I did not mean any harm by anything, so I hope you will try



and forgive me. I wish you would say good-bye to Alexander

and Maria, but not if you don't want to. I could not wait to



see you, really. Please try to forgive me. Your

affectionate son,



JOHN NICHOLSON.'

The coins abstracted and the missive written, he could not be



gone too soon from the scene of these transgressions; and

remembering how his father had once returned from church, on



some slight illness, in the middle of the second psalm, he

durst not even make a packet of a change of clothes. Attired



as he was, he slipped from the paternal doors, and found

himself in the cool spring air, the thin spring sunshine, and



the great Sabbath quiet of the city, which was now only

pointed by the cawing of the rooks. There was not a soul in



Randolph Crescent, nor a soul in Queensferry Street; in this

outdoor privacy and the sense of escape, John took heart



again; and with a pathetic sense of leave-taking, he even

ventured up the lane and stood awhile, a strange peri at the



gates of a quaintparadise, by the west end of St.

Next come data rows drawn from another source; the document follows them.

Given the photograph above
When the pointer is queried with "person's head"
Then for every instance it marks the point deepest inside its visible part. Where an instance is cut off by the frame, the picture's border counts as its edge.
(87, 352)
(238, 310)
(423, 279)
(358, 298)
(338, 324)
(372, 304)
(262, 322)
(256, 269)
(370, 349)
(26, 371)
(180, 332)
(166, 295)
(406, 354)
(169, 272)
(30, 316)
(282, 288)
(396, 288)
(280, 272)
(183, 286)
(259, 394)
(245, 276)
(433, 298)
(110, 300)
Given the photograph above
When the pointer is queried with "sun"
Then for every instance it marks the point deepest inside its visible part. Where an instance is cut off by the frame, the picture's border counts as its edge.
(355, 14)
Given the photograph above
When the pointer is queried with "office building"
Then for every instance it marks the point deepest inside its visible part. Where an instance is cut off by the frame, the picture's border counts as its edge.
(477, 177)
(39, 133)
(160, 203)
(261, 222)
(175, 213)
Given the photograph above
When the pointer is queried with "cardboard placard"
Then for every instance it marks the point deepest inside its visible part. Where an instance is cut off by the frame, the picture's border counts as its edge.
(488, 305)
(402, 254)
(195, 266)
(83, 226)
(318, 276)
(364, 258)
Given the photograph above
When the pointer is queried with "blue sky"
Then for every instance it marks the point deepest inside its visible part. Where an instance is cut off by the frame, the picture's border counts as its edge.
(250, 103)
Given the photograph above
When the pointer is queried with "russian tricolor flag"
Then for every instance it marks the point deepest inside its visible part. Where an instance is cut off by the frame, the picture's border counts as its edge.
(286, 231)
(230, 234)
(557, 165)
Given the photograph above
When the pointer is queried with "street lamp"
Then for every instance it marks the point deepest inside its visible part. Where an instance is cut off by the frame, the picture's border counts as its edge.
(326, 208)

George's

Church. They were singing within; and by a strange chance,



the tune was 'St. George's, Edinburgh,' which bears the name,

and was first sung in the choir of that church. 'Who is this



King of Glory?' went the voices from within; and, to John,

this was like the end of all Christian observances, for he



was now to be a wild man like Ishmael, and his life was to be

cast in homeless places and with godless people.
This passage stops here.